The difference was that between Rafael Nadal, who in the wee small hours Saturday was beaten after winning the first two sets from Fabio Fognini, and Roger Federer, who in the bright glare of an early afternoon Saturday was victorious over Philipp Kohlschreiber.

It seems never to stop at the U.S. Open tennis championship, so very much a part of the booming city that never sleeps. They start early, late morning. And they finish late, early morning. But this early morning, with the clock closing in on 1:30, the Open stopped for Nadal. And the questions started anew.

Fognini, holding the last men’s seed, No. 32, was as bewildered as he was delighted with the 3-6, 4-6, 6-4, 6-3, 6-4 win over Nadal. “It’s something incredible I did,” said Fognini after the 3-hour, 46-minute match.

Or, considering the decline of Nadal, from No. 3 at the beginning of the year to No. 8 now, maybe something unexceptional.

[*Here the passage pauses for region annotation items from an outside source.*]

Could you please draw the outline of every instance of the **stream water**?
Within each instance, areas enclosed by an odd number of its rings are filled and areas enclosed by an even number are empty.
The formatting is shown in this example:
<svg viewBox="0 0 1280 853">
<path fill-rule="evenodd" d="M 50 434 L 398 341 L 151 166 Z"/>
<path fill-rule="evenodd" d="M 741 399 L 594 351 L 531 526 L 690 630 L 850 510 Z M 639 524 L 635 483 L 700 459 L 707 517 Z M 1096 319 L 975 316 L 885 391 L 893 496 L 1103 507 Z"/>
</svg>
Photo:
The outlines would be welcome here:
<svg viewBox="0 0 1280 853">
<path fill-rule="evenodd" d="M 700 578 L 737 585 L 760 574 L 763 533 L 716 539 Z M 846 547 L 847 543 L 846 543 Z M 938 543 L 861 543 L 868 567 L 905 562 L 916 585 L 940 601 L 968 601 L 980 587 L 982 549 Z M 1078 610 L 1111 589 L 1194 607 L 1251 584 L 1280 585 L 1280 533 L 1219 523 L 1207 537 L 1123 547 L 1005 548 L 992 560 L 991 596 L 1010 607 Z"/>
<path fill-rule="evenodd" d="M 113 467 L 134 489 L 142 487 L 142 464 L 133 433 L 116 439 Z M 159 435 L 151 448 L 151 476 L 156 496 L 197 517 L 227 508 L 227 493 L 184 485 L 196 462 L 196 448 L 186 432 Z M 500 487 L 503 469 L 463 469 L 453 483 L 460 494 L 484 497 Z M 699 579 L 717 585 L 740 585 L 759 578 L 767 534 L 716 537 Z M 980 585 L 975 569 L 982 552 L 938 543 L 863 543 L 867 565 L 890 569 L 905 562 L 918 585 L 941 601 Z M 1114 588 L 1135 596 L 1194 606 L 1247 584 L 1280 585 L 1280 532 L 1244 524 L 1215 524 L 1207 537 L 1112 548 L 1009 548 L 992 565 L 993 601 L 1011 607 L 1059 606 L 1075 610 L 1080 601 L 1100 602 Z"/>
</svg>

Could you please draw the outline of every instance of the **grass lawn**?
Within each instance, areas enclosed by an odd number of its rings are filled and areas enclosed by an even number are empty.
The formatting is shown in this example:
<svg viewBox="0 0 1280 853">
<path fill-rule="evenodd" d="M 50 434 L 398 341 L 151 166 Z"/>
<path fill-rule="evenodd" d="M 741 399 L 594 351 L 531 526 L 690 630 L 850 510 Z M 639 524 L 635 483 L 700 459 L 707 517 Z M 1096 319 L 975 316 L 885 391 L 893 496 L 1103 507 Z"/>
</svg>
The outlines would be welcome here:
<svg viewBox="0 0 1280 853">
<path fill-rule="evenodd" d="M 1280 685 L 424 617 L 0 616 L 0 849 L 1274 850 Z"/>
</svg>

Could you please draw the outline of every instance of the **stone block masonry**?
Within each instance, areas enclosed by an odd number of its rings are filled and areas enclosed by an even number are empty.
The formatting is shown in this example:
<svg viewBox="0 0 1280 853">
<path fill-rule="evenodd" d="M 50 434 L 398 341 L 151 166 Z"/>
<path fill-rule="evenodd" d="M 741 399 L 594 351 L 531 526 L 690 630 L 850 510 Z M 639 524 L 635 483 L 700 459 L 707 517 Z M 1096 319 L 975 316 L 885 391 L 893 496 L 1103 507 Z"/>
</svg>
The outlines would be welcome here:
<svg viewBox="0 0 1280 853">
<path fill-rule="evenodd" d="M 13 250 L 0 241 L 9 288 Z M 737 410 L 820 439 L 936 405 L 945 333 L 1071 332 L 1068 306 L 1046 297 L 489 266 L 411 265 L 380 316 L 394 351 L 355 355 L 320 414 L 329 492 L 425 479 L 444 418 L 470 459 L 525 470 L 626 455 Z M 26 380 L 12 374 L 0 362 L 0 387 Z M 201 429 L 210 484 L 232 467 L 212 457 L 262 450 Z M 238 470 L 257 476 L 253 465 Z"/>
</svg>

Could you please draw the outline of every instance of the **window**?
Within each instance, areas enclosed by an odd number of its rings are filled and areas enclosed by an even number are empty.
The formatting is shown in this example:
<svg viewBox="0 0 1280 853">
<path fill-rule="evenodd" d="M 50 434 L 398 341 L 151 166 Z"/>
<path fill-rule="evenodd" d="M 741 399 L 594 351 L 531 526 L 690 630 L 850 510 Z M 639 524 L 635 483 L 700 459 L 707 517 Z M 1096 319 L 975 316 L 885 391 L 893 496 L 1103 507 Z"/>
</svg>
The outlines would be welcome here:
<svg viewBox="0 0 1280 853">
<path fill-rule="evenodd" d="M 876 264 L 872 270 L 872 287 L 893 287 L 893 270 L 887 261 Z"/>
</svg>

“It was not so much a match that I lost,” said Nadal of the defeat, “even if I had opportunities. It’s a match he wins. Not happy, but I accept that he was better than me today.”

All four Grand Slams in 2015, the Australian Open, French Open, Wimbledon and now the U.S. Open, some opponent has been better than Rafa. For the first time in 11 years he didn’t win a Slam. And even though Nadal only is 29, because of his aggressive, pounding style, and past injuries, he is an old 29.

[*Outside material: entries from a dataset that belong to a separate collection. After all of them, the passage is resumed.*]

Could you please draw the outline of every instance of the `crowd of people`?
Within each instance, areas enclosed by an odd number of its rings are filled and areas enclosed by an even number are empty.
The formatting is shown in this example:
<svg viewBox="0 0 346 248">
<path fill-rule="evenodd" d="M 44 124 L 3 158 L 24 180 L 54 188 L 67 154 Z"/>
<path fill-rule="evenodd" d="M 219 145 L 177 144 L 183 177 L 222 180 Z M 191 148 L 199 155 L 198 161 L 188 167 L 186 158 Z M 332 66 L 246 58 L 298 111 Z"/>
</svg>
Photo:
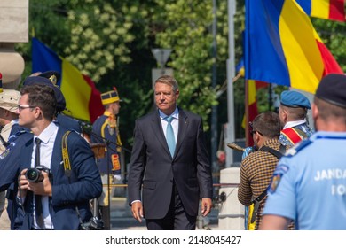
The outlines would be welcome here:
<svg viewBox="0 0 346 248">
<path fill-rule="evenodd" d="M 78 121 L 62 113 L 59 80 L 37 73 L 20 91 L 0 93 L 0 214 L 6 208 L 11 229 L 110 229 L 109 185 L 122 179 L 118 91 L 101 94 L 105 112 L 90 141 L 105 144 L 98 157 Z M 177 105 L 174 77 L 158 78 L 153 89 L 155 111 L 135 123 L 129 205 L 149 230 L 193 230 L 213 207 L 202 119 Z M 312 105 L 283 91 L 279 112 L 249 125 L 255 145 L 243 154 L 238 191 L 248 207 L 245 229 L 346 229 L 346 76 L 324 77 Z"/>
</svg>

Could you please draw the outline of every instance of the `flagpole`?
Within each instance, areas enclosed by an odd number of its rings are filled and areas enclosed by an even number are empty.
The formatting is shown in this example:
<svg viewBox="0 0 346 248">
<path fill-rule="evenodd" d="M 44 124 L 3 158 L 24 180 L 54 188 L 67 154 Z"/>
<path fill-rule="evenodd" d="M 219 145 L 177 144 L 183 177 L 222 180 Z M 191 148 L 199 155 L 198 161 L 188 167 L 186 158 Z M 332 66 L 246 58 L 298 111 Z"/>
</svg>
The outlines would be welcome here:
<svg viewBox="0 0 346 248">
<path fill-rule="evenodd" d="M 245 80 L 245 145 L 250 145 L 250 137 L 248 130 L 248 121 L 250 113 L 248 112 L 248 80 Z"/>
<path fill-rule="evenodd" d="M 225 145 L 229 143 L 234 143 L 234 97 L 233 82 L 234 77 L 234 14 L 236 11 L 236 1 L 227 0 L 228 5 L 228 53 L 227 59 L 227 118 Z M 226 167 L 231 167 L 233 164 L 233 151 L 226 149 Z"/>
</svg>

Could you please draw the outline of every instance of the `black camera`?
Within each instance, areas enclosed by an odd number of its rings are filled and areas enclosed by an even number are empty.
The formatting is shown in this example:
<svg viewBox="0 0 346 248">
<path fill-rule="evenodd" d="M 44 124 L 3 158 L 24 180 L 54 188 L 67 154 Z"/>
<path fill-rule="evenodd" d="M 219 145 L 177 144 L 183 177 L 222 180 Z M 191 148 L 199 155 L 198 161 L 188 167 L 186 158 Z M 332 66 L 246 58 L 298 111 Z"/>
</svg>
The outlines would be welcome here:
<svg viewBox="0 0 346 248">
<path fill-rule="evenodd" d="M 105 223 L 98 217 L 92 217 L 88 222 L 80 224 L 81 230 L 102 230 L 105 228 Z"/>
<path fill-rule="evenodd" d="M 28 182 L 40 182 L 43 181 L 43 174 L 42 174 L 43 171 L 48 174 L 51 172 L 51 170 L 46 167 L 40 166 L 36 167 L 35 168 L 28 168 L 25 173 L 25 176 Z"/>
</svg>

In contrast, there’s Federer. Two years ago we thought he had slipped too far from his past glory. That having reached 30 — he will be 34 on Tuesday — it wasn’t so much the game had passed him by but others, Nadal, Novak Djokovic, Andy Murray and even on occasion Jo-Wilfried Tsonga, were hitting passing shots by him. Father Time was hovering.

What do we know? While Nadal tumbled — and the dead of night, or somewhere beyond the bewitching hour, was a properly eerie time — Federer arose. The No. 2 seed in this Open, Federer blitzed Kohlschreiber, the No. 29 seed, 6-3, 6-4, 6-4.

Federer may not have extended his all-time record of 17 Slam victories (his last was 2012 Wimbledon), but this year and last he was a Wimbledon finalist, losing to Djokovic, currently the world’s No. 1.

Where Nadal huffs, puffs and slugs, Federer glides and swings. His style has enabled him to avoid major injuries, and in an acknowledgement that maybe he’s lost a step or a couple inches of racquet speed, he has re-invented himself, moving up to the base line at times to take second serves.

Where Nadal is disappointed, although telling us there’s been progress, mentally at last, Federer is content.  “I feel good,” he said after a match that went barely past an hour and a half. “I have had a nice schedule.  Played early the first day. It was a fast match.

“And when I played at night,” he said of his win Thursday over Steve Darcis, “I played the first slot (7 p.m. EDT). I didn’t get to bed too late. I’m still in a normal schedule, which is good to be. Because if you finish a match like Fognini and Rafa, it’s hard to go to sleep anyway. It can be 3 or 4 in the morning.”

It was later than that for Nadal and Fognini. They were doing post-match interviews well past 2 a.m.  “It was an incredible match for sure,” said Fognini. It was a telling match for sure for Nadal.

“We can be talking for an hour trying to create a reason,” said Nadal. A Spaniard, he speaks English well enough, but doesn’t always choose the proper idiom or tense.

“But the sport for me is simple, no?,” said Nadal. “If you are playing with less confidence and you are hitting balls without creating the damage on the opponent that I believe I should do, then they have the possibility to attack.

“I want the defense, a little bit longer, and hit easier winners. Have been a little bit tough for me to hit the winners tonight. But that’s it. Not a big story. Is just improve small things that make a big difference.”

Federer went to bed before the Nadal story was told, and no matter what Rafa says it’s a very big story.

“I heard the news when I woke up,” Federer said about Nadal losing. “I wish I did see the match because I didn’t expect it to be this thrilling, but that would have been bad preparation for my match today.”

A match that was as different from Nadal’s as night is from day.